Variants add a third, user-defined dimension -- where the shell runs (work vs home vs a resource-constrained Pi) -- so different hooks can activate on different machines from one shared config.

Contexts also make it practical to use a single file as both .zshenv and .zshrc, so scripts and ssh host command get your PATH without the interactive overhead.

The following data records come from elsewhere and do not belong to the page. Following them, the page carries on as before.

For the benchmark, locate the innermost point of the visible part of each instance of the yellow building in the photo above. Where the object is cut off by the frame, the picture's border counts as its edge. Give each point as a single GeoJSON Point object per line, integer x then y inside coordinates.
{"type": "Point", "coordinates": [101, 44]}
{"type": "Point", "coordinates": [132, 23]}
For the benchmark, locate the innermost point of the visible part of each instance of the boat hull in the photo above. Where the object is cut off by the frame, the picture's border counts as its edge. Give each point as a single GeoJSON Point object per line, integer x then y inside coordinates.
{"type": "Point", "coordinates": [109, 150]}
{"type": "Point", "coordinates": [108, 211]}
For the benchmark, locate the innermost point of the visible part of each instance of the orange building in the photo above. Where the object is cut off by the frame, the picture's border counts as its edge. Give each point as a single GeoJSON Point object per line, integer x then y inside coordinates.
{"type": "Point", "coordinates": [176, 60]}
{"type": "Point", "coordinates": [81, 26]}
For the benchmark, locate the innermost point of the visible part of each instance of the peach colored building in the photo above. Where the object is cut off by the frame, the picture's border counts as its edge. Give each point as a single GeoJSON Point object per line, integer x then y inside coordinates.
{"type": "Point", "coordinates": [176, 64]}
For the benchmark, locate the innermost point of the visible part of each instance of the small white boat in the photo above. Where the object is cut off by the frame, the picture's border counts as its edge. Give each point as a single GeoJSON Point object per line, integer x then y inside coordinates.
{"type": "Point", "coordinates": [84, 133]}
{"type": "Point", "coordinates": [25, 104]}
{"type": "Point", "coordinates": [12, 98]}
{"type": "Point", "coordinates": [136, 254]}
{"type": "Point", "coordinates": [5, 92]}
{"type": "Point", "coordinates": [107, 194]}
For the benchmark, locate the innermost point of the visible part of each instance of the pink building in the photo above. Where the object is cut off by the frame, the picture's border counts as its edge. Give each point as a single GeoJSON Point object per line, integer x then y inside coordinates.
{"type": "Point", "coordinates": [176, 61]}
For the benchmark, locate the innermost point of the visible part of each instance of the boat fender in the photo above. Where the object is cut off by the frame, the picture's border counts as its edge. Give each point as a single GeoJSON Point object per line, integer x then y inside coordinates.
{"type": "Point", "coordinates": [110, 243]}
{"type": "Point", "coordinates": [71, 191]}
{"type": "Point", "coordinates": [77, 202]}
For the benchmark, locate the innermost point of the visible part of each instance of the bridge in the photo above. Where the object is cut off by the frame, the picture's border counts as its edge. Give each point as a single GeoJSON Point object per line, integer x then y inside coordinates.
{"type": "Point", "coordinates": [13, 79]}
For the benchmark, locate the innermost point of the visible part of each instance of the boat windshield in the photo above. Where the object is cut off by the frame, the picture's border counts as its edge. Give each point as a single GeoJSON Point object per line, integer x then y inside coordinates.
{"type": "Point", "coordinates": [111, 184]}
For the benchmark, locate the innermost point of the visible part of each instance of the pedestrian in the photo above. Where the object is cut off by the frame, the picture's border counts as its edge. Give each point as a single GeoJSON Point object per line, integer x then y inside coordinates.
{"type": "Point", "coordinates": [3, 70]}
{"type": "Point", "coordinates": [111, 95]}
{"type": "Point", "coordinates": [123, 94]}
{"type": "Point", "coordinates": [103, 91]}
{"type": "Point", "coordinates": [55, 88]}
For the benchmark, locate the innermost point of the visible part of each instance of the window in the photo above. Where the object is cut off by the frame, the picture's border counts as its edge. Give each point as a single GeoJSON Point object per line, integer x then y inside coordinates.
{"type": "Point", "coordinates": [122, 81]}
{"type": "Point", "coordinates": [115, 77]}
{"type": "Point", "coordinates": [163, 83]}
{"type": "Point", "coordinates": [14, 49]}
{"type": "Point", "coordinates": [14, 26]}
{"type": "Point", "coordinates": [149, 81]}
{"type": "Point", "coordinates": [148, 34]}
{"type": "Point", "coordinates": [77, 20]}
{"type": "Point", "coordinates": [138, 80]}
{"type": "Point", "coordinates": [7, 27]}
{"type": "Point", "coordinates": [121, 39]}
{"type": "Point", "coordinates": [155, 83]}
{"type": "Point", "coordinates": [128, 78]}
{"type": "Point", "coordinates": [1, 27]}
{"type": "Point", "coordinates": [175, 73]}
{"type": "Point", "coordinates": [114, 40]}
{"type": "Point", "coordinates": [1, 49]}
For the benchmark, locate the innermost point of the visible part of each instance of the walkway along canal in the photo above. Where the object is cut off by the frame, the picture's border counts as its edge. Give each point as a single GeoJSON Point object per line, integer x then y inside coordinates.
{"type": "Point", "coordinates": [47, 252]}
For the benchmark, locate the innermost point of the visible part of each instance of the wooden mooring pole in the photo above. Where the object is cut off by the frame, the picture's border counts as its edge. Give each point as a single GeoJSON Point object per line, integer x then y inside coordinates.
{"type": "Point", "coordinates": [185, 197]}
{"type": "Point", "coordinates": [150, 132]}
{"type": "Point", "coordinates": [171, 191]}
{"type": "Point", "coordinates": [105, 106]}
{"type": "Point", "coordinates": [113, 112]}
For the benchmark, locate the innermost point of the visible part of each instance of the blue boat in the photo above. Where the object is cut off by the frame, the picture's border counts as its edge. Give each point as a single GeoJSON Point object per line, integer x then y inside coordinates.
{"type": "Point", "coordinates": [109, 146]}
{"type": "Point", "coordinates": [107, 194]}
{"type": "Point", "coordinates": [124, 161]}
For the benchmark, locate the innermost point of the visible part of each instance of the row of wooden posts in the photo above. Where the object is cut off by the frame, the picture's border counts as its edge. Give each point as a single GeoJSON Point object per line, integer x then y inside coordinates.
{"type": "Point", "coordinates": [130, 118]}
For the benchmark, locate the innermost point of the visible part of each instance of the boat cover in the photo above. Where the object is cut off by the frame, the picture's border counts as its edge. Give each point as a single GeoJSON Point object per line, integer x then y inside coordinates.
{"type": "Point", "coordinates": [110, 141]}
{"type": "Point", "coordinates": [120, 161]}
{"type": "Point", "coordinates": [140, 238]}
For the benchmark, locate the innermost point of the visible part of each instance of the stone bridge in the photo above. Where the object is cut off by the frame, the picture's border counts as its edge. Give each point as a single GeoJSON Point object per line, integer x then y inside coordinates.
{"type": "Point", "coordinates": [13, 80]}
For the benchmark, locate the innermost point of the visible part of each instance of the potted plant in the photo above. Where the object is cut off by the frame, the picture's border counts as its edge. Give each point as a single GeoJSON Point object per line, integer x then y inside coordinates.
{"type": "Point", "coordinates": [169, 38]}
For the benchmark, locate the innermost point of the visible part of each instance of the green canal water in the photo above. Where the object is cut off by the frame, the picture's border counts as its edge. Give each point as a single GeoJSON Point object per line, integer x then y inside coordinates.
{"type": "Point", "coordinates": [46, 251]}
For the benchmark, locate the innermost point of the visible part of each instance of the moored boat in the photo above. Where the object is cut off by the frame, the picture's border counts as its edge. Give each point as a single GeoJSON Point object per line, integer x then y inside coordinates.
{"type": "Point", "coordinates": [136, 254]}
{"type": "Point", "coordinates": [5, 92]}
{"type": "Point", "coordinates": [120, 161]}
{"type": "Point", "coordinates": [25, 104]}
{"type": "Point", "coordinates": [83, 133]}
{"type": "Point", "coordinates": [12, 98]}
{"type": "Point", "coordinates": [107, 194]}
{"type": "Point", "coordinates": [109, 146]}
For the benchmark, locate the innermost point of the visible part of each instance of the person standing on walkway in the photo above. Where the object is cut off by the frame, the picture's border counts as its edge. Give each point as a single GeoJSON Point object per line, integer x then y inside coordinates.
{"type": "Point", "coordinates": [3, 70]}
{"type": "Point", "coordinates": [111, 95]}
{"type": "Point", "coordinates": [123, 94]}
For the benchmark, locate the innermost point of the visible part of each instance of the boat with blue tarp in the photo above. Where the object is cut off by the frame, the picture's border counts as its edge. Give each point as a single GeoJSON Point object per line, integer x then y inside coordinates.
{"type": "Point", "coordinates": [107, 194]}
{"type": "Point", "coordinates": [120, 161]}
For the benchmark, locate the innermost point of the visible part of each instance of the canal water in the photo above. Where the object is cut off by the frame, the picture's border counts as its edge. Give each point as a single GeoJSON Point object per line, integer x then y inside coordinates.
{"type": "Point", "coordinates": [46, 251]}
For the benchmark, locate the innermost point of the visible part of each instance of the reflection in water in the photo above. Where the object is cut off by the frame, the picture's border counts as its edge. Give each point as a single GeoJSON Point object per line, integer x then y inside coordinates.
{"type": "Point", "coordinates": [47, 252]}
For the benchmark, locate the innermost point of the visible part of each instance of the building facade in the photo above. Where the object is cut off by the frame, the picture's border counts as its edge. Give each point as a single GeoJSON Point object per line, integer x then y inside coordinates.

The full story -- per-context hook registration, the .zshenv symlink pattern, and variant detection -- is in Advanced Usage.

CLI

zdot provides an interactive CLI using a <noun> <verb> pattern with tab completion:

zdot cache status           # show cache statistics
zdot cache invalidate       # clear all caches
zdot hook list              # list registered hooks
zdot hook plan              # print the execution plan
zdot plugin list            # list plugins
zdot plugin update <name>   # update a plugin
zdot module list            # list loaded modules
zdot update check-updates   # check for zdot updates
zdot info                   # environment info
zdot bench                  # startup benchmark
zdot profile                # zprof startup profile

See docs/commands.md for the full CLI reference.

Debugging

# Verbose mode -- shows module loading, hook registration, execution order
ZDOT_VERBOSE=1 zsh

# Debug mode -- even more detail
ZDOT_DEBUG=1 zsh

# Inspect registered hooks
zdot hook list --all

# Show the execution plan and per-hook status
zdot hook plan
zdot hook status

# Full diagnostics
zdot debug

Day-to-Day

Task Command
Pull updates (with dotfiler) dotfiler update
Add a module Add zdot_load_module <name> to .zshrc, then exec zsh
Clone a built-in to customize zdot module clone <name>
Clear caches after manual changes zdot cache invalidate
Check startup time zdot bench
Profile startup zdot profile

Documentation

The docs are organized as a journey -- start at the top, go as deep as you need (docs/README.md is the full index):

Stage Document
Install & first shell Quickstart: dotfiler + zdot (standalone: Quick Start above)
Use plugins & configure shipped modules Using Plugins
Write your own modules Module Writer's Guide
Contexts, variants, defer, bundles Advanced Usage
Reference API Β· zstyle options Β· CLI Β· Module catalog Β· compinit
Internals Implementation Β· Plugin internals

Acknowledgements

Linting throughout this codebase is checked with shuck β€” a fast shell linter with first-class zsh support. Thanks to the shuck project for catching the bugs that bash-targeted linters miss.